RecipesMongoliaKhorkhog-Inspired Lamb and Vegetable Stew

Khorkhog-Inspired Lamb and Vegetable Stew

A hearty and flavorful stew inspired by the traditional Mongolian Khorkhog, featuring tender lamb and root vegetables simmered in a rich broth. This version simplifies the cooking method while retaining the essence of the original.

Prep Time25 minutes
Cook Time2 hours
Total Time2 hours 25 minutes
Servings6
DifficultyMedium
Khorkhog-Inspired Lamb and Vegetable Stew - Mongolia traditional dish

🧂 Ingredients

  • 2 lbs Lamb shoulder or leg(cut into 1.5-inch cubes)
  • 2 tbsp Vegetable oil
  • 2 large Onions(chopped)
  • 3 medium Carrots(peeled and cut into chunks)
  • 3 medium Potatoes(peeled and cut into chunks)
  • 1 medium Turnips or rutabaga(peeled and cut into chunks)
  • 4 cloves Garlic(minced)
  • 4 cups Beef or lamb broth
  • 2 tbsp Tomato paste
  • 2 Bay leaves
  • 1 tsp Salt(or to taste)
  • 1/2 tsp Black pepper(freshly ground, or to taste)
  • 1/4 cup Fresh dill or parsley(chopped, for garnish)

👨‍🍳 Instructions

  1. 1

    Pat the lamb cubes dry with paper towels. Season generously with salt and pepper.

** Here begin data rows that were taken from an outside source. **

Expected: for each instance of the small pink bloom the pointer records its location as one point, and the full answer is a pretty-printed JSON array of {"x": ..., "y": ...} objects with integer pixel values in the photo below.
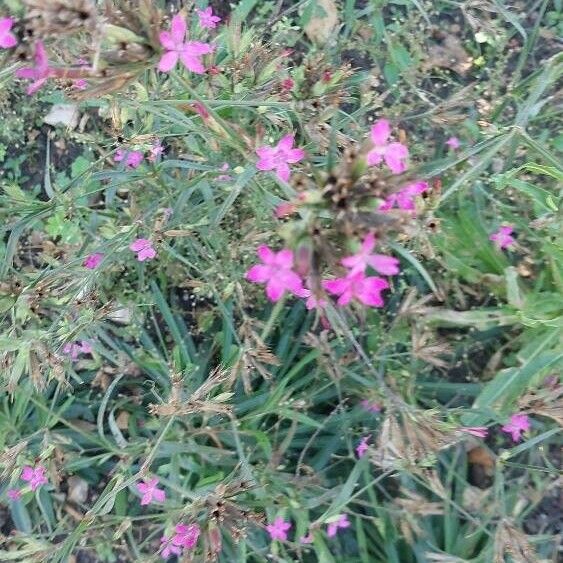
[
  {"x": 362, "y": 447},
  {"x": 366, "y": 290},
  {"x": 279, "y": 158},
  {"x": 276, "y": 272},
  {"x": 333, "y": 527},
  {"x": 189, "y": 52},
  {"x": 144, "y": 249},
  {"x": 503, "y": 237},
  {"x": 34, "y": 476},
  {"x": 207, "y": 19},
  {"x": 517, "y": 424},
  {"x": 394, "y": 154},
  {"x": 150, "y": 491},
  {"x": 7, "y": 39},
  {"x": 38, "y": 73},
  {"x": 92, "y": 261},
  {"x": 186, "y": 535},
  {"x": 386, "y": 265},
  {"x": 278, "y": 530}
]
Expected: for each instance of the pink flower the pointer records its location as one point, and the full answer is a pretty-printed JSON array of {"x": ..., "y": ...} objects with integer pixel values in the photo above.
[
  {"x": 278, "y": 530},
  {"x": 276, "y": 272},
  {"x": 34, "y": 476},
  {"x": 14, "y": 494},
  {"x": 404, "y": 199},
  {"x": 394, "y": 154},
  {"x": 92, "y": 261},
  {"x": 503, "y": 237},
  {"x": 362, "y": 447},
  {"x": 186, "y": 535},
  {"x": 386, "y": 265},
  {"x": 167, "y": 548},
  {"x": 478, "y": 431},
  {"x": 7, "y": 39},
  {"x": 207, "y": 19},
  {"x": 279, "y": 158},
  {"x": 144, "y": 249},
  {"x": 189, "y": 52},
  {"x": 367, "y": 290},
  {"x": 150, "y": 491},
  {"x": 38, "y": 73},
  {"x": 517, "y": 424},
  {"x": 333, "y": 527}
]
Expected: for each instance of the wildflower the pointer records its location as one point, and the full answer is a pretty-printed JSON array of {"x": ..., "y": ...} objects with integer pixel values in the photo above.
[
  {"x": 186, "y": 535},
  {"x": 367, "y": 290},
  {"x": 503, "y": 237},
  {"x": 404, "y": 199},
  {"x": 7, "y": 39},
  {"x": 341, "y": 522},
  {"x": 279, "y": 158},
  {"x": 92, "y": 261},
  {"x": 144, "y": 249},
  {"x": 276, "y": 272},
  {"x": 517, "y": 424},
  {"x": 394, "y": 154},
  {"x": 453, "y": 143},
  {"x": 34, "y": 476},
  {"x": 38, "y": 73},
  {"x": 362, "y": 447},
  {"x": 150, "y": 491},
  {"x": 278, "y": 530},
  {"x": 207, "y": 19},
  {"x": 189, "y": 52},
  {"x": 386, "y": 265}
]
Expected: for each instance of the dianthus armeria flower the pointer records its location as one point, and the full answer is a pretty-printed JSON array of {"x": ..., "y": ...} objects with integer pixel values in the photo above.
[
  {"x": 177, "y": 48},
  {"x": 393, "y": 154},
  {"x": 516, "y": 426},
  {"x": 503, "y": 237},
  {"x": 276, "y": 271},
  {"x": 386, "y": 265},
  {"x": 7, "y": 39},
  {"x": 279, "y": 158},
  {"x": 151, "y": 492},
  {"x": 144, "y": 249},
  {"x": 340, "y": 522},
  {"x": 366, "y": 290},
  {"x": 39, "y": 73},
  {"x": 278, "y": 529},
  {"x": 35, "y": 476},
  {"x": 207, "y": 19}
]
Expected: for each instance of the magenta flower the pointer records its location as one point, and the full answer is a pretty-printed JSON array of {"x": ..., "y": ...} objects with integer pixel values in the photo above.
[
  {"x": 386, "y": 265},
  {"x": 278, "y": 529},
  {"x": 34, "y": 476},
  {"x": 333, "y": 527},
  {"x": 404, "y": 199},
  {"x": 394, "y": 154},
  {"x": 362, "y": 447},
  {"x": 503, "y": 237},
  {"x": 150, "y": 491},
  {"x": 276, "y": 272},
  {"x": 92, "y": 261},
  {"x": 7, "y": 39},
  {"x": 38, "y": 73},
  {"x": 189, "y": 52},
  {"x": 144, "y": 249},
  {"x": 366, "y": 290},
  {"x": 279, "y": 158},
  {"x": 517, "y": 424},
  {"x": 186, "y": 535},
  {"x": 207, "y": 19}
]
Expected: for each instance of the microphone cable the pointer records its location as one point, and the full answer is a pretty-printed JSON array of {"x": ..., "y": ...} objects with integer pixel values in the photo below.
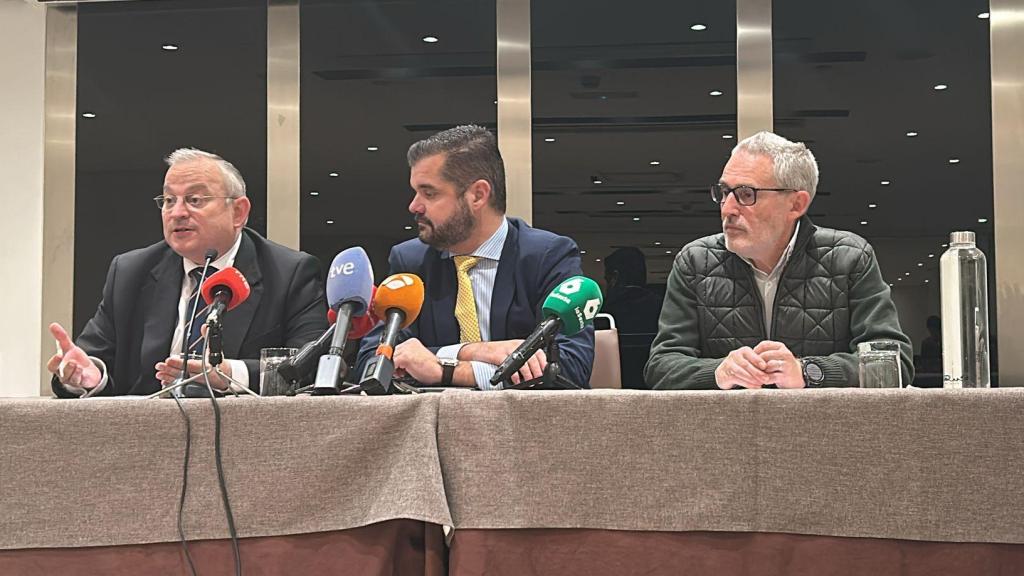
[{"x": 220, "y": 468}]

    💡 Tip: Drying the lamb helps it brown better.
  2. 2

    Heat the vegetable oil in a large Dutch oven or heavy-bottomed pot over medium-high heat. Brown the lamb in batches, ensuring not to overcrowd the pot. Remove browned lamb and set aside.

    💡 Tip: Browning develops deep flavor.
  3. 3

    Add the chopped onions to the pot and cook until softened and lightly browned, about 5-7 minutes.

    💡 Tip: Scrape up any browned bits from the bottom of the pot.
  4. 4

    Stir in the minced garlic and tomato paste, and cook for 1 minute until fragrant.

  5. 5

    Return the browned lamb to the pot. Add the carrots, potatoes, turnips (or rutabaga), beef or lamb broth, and bay leaves. Bring to a boil.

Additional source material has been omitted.